More specifically, the study results indicate contrasts in the cephalic postural pattern at the anteroposterior cranio-cervical rotation level because there was a statistically significant difference for this variable between youth with good speech intelligibility compared to those with altered intelligibility (p= 0.009). This difference can be explained by the study by Wilson and Frederick [20], which points out that defined body postures, such as cervical hyperlordosis and thoracic kyphosis, are associated with an anomalous head rotation, thus generating an increased distance from the hyoid bone to the mandibular symphysis. As a consequence, exaggerated tension of the supra- and infrahyoid muscles in the dorsocaudal direction is produced, which promotes an increase in tongue muscle tension that leads to imprecise and slurred speech articulation.

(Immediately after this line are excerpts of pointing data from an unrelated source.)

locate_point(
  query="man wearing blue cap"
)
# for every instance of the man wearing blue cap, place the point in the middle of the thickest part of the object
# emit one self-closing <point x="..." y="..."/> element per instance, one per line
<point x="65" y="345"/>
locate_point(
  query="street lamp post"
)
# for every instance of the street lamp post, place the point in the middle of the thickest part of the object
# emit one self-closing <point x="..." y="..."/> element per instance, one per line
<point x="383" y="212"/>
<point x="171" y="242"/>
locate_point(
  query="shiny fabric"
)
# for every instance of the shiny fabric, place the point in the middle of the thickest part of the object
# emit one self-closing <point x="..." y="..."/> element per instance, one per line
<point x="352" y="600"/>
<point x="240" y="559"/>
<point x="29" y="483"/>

A comparative analysis of the women's group with good speech intelligibility and low speech intelligibility led to statistically significant differences for the plantar footprint posture variables (p= 0.013) and lumbopelvic equilibrium (p= 0.038). On this point, Kendall et al. [21] point out that persons that exhibit sway back posture are characterized by a marked anterior pelvic translation (lumbar imbalance) and increased thoracic kyphosis, which leads to functional inefficiency of the anterolateral abdomen and diaphragm musculature, thus affecting the respiratory function and intelligible speech production. All these posture parameters can be explained because the magnitude of lumbar lordosis has been traditionally considered as being higher in women than men; mean differentiation values have even been established [2[degrees]- 5[degrees]] [22]. This could be associated with a compensatory cervical hyperlordosis as a response to the arthrokinematic rachis equilibrium; however, it is now possible to clarify that lumbar hyperlordosis in women is more apparent than real because it is mainly conditioned by the high muscle and gluteal fat mass on the hip [23].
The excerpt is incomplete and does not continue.